By the way, the integration with sched.org could not have been easier. Taylor McKnight added a search url of the form:
http://sxsw2009.sched.org/?searchword=DEVO
that brings you to the DEVO page at sched.org. Very nice.
While adding the sched support, I also did a recrawl of all the artist info, so the data should be pretty fresh.
Thanks to Steve for fixing things for me after I had botched things up on the deploy, and thanks in general to Sun for continuing to host the catalog.

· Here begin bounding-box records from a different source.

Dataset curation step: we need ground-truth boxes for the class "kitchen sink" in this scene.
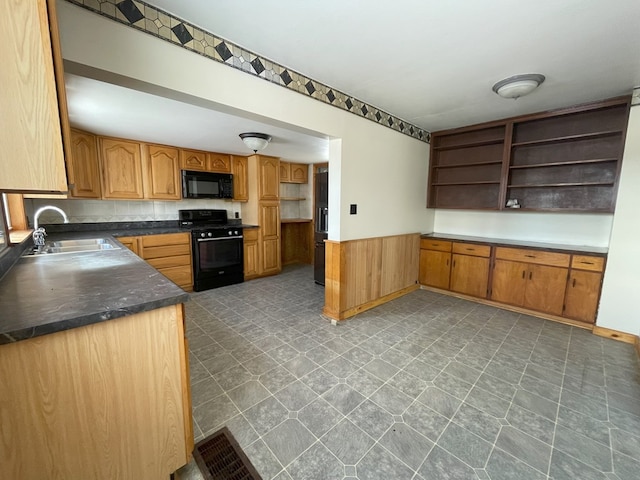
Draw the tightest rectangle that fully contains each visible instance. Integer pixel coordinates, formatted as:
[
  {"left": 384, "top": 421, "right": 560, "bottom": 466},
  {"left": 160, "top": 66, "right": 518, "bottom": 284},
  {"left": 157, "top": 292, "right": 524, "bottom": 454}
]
[{"left": 23, "top": 238, "right": 120, "bottom": 257}]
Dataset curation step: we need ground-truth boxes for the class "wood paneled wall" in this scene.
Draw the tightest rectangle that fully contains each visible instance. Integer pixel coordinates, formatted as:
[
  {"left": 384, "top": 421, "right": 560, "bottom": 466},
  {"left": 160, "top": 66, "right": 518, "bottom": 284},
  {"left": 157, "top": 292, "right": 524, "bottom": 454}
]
[{"left": 324, "top": 233, "right": 420, "bottom": 320}]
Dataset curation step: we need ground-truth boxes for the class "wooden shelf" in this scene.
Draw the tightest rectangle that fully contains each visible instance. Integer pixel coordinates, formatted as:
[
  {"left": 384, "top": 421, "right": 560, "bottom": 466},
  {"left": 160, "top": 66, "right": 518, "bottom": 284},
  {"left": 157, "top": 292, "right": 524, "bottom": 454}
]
[
  {"left": 433, "top": 180, "right": 500, "bottom": 187},
  {"left": 433, "top": 160, "right": 502, "bottom": 168},
  {"left": 507, "top": 182, "right": 613, "bottom": 188},
  {"left": 433, "top": 138, "right": 504, "bottom": 151},
  {"left": 509, "top": 158, "right": 618, "bottom": 169},
  {"left": 511, "top": 130, "right": 622, "bottom": 147}
]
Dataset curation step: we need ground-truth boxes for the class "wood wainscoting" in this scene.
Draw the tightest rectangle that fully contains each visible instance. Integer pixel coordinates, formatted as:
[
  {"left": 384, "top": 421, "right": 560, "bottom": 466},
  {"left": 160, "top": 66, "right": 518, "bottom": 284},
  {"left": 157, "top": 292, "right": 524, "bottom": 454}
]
[{"left": 323, "top": 233, "right": 420, "bottom": 320}]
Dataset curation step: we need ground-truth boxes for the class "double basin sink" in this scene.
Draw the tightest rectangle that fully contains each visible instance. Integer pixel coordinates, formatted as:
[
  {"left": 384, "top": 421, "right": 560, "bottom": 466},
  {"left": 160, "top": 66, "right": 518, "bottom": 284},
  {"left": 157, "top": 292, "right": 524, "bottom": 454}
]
[{"left": 24, "top": 238, "right": 120, "bottom": 257}]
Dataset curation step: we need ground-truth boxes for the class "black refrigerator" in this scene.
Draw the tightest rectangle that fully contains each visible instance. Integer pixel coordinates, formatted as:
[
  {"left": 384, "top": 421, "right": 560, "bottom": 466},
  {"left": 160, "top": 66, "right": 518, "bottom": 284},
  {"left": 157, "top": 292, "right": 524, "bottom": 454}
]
[{"left": 313, "top": 171, "right": 329, "bottom": 285}]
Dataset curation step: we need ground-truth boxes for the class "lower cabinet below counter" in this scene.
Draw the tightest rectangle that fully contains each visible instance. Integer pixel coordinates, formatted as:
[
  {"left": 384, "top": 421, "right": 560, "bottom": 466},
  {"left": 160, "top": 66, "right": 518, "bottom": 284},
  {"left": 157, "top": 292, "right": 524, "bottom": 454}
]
[
  {"left": 419, "top": 238, "right": 605, "bottom": 324},
  {"left": 118, "top": 232, "right": 193, "bottom": 291}
]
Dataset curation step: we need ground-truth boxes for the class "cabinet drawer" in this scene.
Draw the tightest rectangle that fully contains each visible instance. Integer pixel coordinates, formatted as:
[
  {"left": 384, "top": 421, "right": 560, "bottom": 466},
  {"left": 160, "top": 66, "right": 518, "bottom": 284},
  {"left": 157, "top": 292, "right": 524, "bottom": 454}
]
[
  {"left": 142, "top": 244, "right": 191, "bottom": 260},
  {"left": 147, "top": 255, "right": 191, "bottom": 270},
  {"left": 141, "top": 232, "right": 191, "bottom": 247},
  {"left": 453, "top": 243, "right": 491, "bottom": 257},
  {"left": 158, "top": 266, "right": 193, "bottom": 285},
  {"left": 571, "top": 255, "right": 604, "bottom": 272},
  {"left": 496, "top": 247, "right": 571, "bottom": 267},
  {"left": 420, "top": 238, "right": 451, "bottom": 252}
]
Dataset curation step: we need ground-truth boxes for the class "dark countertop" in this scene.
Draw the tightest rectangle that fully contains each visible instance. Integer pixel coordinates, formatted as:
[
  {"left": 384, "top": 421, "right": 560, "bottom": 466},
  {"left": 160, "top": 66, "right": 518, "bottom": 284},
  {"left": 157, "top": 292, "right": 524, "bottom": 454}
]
[
  {"left": 421, "top": 233, "right": 609, "bottom": 256},
  {"left": 0, "top": 232, "right": 189, "bottom": 344}
]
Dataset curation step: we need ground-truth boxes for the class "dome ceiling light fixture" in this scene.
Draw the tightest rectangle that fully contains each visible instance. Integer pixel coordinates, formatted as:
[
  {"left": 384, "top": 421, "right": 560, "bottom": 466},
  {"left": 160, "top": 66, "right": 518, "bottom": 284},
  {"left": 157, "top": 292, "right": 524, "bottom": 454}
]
[
  {"left": 240, "top": 132, "right": 271, "bottom": 153},
  {"left": 493, "top": 73, "right": 545, "bottom": 100}
]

By the way, doing this update was a bit of a nightmare. The key data for the guide is the artist list that is crawled from the SXSW site – but the SXSW folks have recently changed the format of the artist list (spreading it out over multiple pages, adding more context, etc ). I didn’t want to have to rewrite the parsing code (when working on a spare time project, just the thought of working with regular expressions makes me close the IDE and fire up Team Fortress 2). Luckily, I had anticipated this event – my SXSW crawler had diligently been creating archives of every SXSW crawl, so if they did change formats, I could fall back on a previous crawl without needing to work on the parser. I’m so smart. Except that I had a bug. Here’s the archive code:
public void createArchive(URL url) throws IOException { createArchiveDir(); File file = new File(getArchiveName()); if (!file.exists()) { URLConnection connection = url.openConnection(); BufferedReader in = new BufferedReader( newInputStreamReader(connection.getInputStream())); PrintWriter out = new PrintWriter(getArchiveName()); String line = null; try { while ((line = in.readLine()) != null) { out.println(line); } } finally { in.close(); } }
See the bug? Yep, I forgot to close the output file – which means that all of my many archive files were missing the last block of data, making them useless. My pennance for this code-and-test sin was that I had to go and rewrite the SXSW parser to support the new format. But this turned out to be a good thing, since SXSW has been adding more artists. So this push has a new fresh crawl, with the absolute latest artists, fresh data from all of the sites like Youtube, Flicker, Last.fm and The Echo Nest. My bug makes more work for me, but a better catalog for you.
#1 by robert on March 1, 2009 - 12:17 pm
Now you need to add in sched’s list of most popular events to your charts for even more statacular stats! :)